High-waisted Trailblazers
In the 19th century and early 20th century, pants were widely considered men’s wear, and women who donned them risked ridicule—or even arrest. Women like Amelia Bloomer advocated for “rational dress” as early as the 1850s, introducing loose trousers (later called bloomers), but these never caught on broadly and were quickly relegated to reformist oddities.
Even into the 1920s and 1930s, pants were still largely taboo for women in public settings. A few fashion-forward women challenged this. Marlene Dietrich and Katharine Hepburn famously wore trousers in Hollywood, sparking admiration and scandal. Coco Chanel promoted sporty trousers for resort wear as early as the 1920s, though mostly for women of the leisure class while on vacation.

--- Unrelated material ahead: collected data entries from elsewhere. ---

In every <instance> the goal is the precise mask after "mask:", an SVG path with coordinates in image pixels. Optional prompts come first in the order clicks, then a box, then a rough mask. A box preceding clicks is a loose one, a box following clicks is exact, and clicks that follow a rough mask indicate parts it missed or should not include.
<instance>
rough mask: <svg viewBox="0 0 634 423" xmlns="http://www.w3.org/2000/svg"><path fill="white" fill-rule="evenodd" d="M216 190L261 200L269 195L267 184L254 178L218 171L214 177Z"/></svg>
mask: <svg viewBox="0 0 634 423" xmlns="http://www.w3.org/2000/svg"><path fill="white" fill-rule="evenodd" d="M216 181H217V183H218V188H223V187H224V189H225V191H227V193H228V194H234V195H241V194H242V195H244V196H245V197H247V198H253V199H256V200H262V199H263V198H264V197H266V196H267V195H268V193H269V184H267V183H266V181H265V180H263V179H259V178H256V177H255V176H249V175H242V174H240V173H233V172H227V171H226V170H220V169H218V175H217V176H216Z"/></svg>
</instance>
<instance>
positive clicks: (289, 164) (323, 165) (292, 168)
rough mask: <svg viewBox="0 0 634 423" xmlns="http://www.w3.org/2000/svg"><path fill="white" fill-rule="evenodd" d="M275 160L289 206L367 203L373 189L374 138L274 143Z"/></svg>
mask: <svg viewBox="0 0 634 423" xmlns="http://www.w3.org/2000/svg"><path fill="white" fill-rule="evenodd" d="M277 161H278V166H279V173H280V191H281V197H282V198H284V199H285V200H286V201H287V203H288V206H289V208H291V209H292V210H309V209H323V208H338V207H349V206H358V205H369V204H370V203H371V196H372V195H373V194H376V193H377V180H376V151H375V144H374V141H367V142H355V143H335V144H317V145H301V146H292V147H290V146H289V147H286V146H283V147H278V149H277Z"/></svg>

For the average American woman, wearing pants was confined to private life—if at all.
Enter Rosie the Riveter and Katherine Hepburn
World War II was the true inflection point. With millions of men drafted, American women entered the workforce in unprecedented numbers. In factories, shipyards, and other war industries, trousers became a matter of practicality and safety. Slacks, coveralls, and dungarees were necessary to operate machinery and perform physical labor. Rosie the Riveter, the iconic figure of female war labor, was always pictured in trousers—often rolled-up work jeans, sometimes even coveralls. The necessity of this new workwear normalized the sight of women in pants—not just in factories, but in public spaces during wartime. Women wore them on the way to work, in shops, even in restaurants. And for the first time, trousers were mass-produced and marketed specifically to women.
At about this same time, Katherine Hepburn wore high-waisted slacks and wide-legged trousers as part of her daily wardrobe, both on-screen and off. Around the lot, she refused to conform to studio expectations for feminine dress, reportedly walking around in men’s slacks when off duty—even when asked not to. This and her general demeanor had led to her being labeled box office poison in the late 1930s.
The War Ended. Not the fight
After the war ended in 1945, it was presumed and expected that women and other minorities would drop back to pre-war positions. But for women at least, the genie was out of the bottle. Even though just a little over a decade earlier a woman had been arrested for wearing pants in a Texas courtroom, by the 1950s, women’s trousers were being widely marketed as casual and leisure wear. Capri pants and pedal pushers became fashionable, especially among younger women and suburban mothers. The genie was definitely out of the bottle. In fact, in the 1960s sitcom, I dream of Jeanie, Barbara Eden wore billowy pantaloons on television, albeit high-waisted because censors forbade her navel showing.